One of Happywhale’s best-known whales is Fran. When she returned to Monterey Bay with her first calf, her followers rejoiced. When she washed up dead last month, killed by a boat collision, her passing was mourned by dozens in person and untold people online, who triggered calls for better protections for these animals.
Phone up, phone down
As the great environmentalist Rachel Carson wrote, “exploring nature…is largely a matter of becoming receptive to what lies all around you” and that’s something technology can do for us—more than we often realize.

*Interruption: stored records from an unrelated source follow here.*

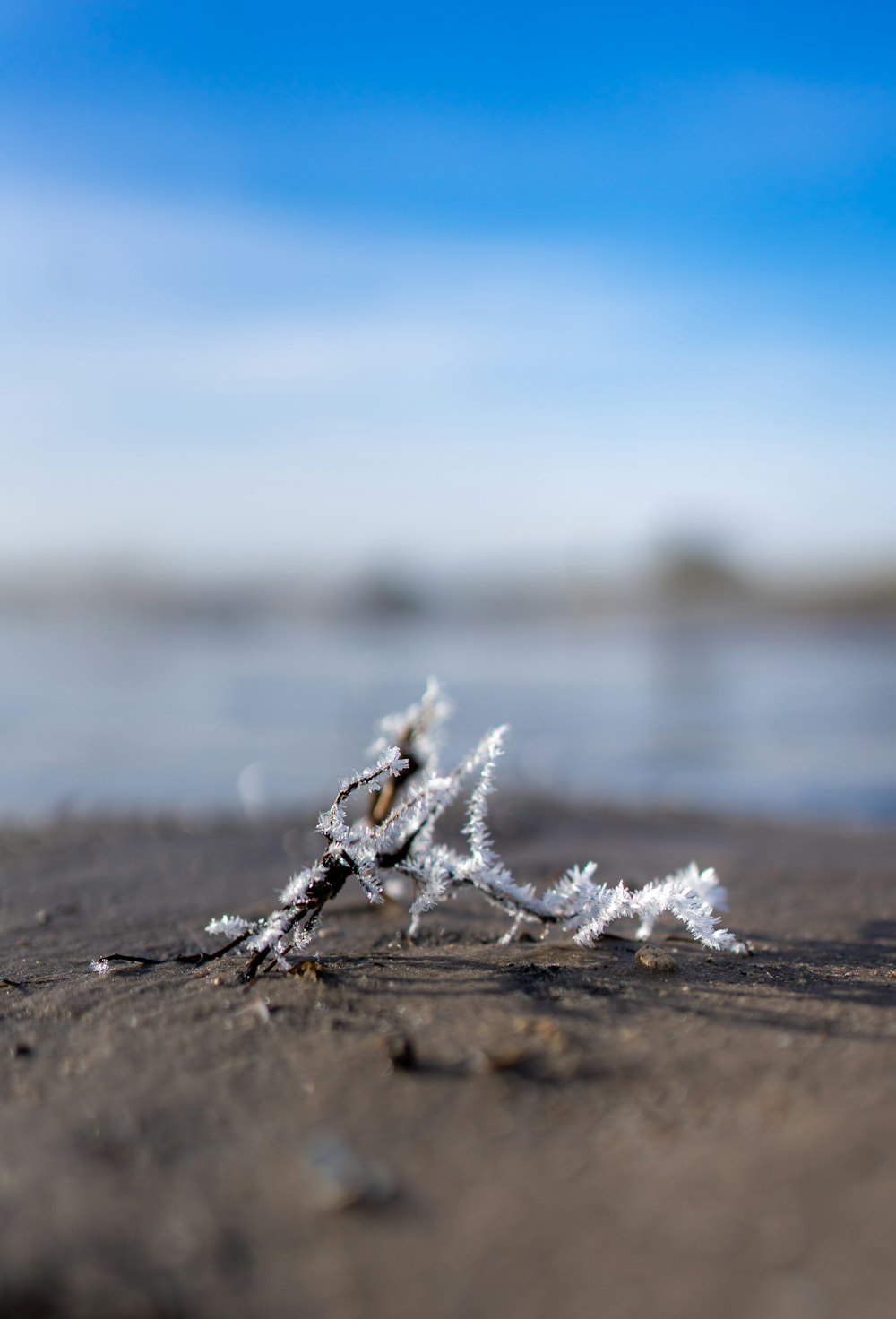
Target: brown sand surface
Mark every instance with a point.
(457, 1128)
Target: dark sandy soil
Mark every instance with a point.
(458, 1128)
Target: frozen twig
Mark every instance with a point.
(409, 796)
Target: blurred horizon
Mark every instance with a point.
(550, 352)
(321, 285)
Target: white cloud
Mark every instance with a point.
(234, 387)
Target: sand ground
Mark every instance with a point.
(457, 1128)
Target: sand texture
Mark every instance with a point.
(455, 1128)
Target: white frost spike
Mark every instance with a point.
(301, 883)
(477, 829)
(229, 927)
(371, 885)
(656, 897)
(424, 720)
(402, 844)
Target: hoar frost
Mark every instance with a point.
(396, 838)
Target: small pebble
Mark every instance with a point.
(399, 1050)
(345, 1178)
(655, 959)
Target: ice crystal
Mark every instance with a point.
(398, 839)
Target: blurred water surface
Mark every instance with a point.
(781, 718)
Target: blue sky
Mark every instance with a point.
(527, 287)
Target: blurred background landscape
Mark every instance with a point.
(549, 354)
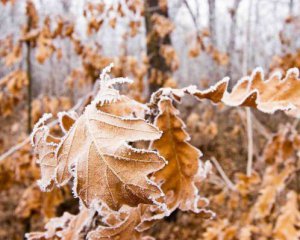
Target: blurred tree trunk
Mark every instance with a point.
(29, 77)
(231, 45)
(212, 20)
(291, 7)
(157, 64)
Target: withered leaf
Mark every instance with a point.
(124, 229)
(45, 146)
(183, 159)
(254, 91)
(104, 163)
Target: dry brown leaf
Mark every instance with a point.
(96, 152)
(97, 143)
(273, 183)
(66, 227)
(122, 229)
(254, 91)
(178, 175)
(44, 147)
(162, 25)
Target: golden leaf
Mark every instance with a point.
(96, 152)
(121, 229)
(67, 227)
(254, 91)
(178, 175)
(97, 144)
(45, 146)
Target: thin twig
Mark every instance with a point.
(250, 142)
(223, 175)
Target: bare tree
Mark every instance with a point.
(156, 61)
(212, 20)
(231, 45)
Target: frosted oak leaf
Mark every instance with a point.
(105, 167)
(183, 159)
(44, 147)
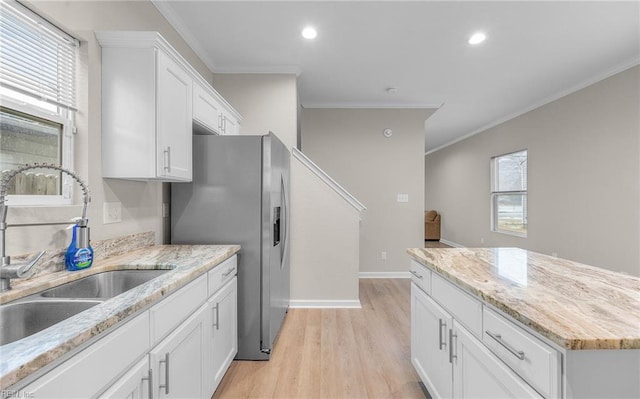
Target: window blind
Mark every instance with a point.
(36, 58)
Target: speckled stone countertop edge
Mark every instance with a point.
(22, 358)
(566, 341)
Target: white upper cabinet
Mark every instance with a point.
(151, 101)
(211, 112)
(174, 130)
(206, 109)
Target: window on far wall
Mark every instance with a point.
(509, 193)
(37, 104)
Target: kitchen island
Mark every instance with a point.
(23, 360)
(536, 325)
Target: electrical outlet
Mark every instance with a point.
(112, 212)
(165, 210)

The year before the whale leapt onto me, my father, Michael, was coming to the end of his life.
He’d always been fascinated by space. We’d call each other up to get excited together about the latest deep space imagery, of the discoveries of satellites and Mars missions. In the last year of his life I was visiting him at his cottage in the Yorkshire dales. The skies are very clear there, with little light pollution. I’d heard Saturn was unusually close and clear. I carted his telescope out in front of the cottage. I didn’t know how to find Saturn, and my father was too ill to lean down to look through the lens, let alone show me where to point it. I knew there wasn’t much time, it was very cold and he was tired and frail.
I downloaded an app, which I held up to the sky, and it pointed me to the planet. I lined it up and found its moons bright, its rings crisp. I knelt on the wet grass and my dad leaned on my back and looked through the lens and gasped. This was eight years ago but it is blazed into my heart.
Still, there are times to put our phones down.
Now, strolling around the park, I don’t need the app. I know almost all those trees. I help water the young saplings, and I watch them, not to learn what they are, but to observe them, and to be present, as they change with the seasons.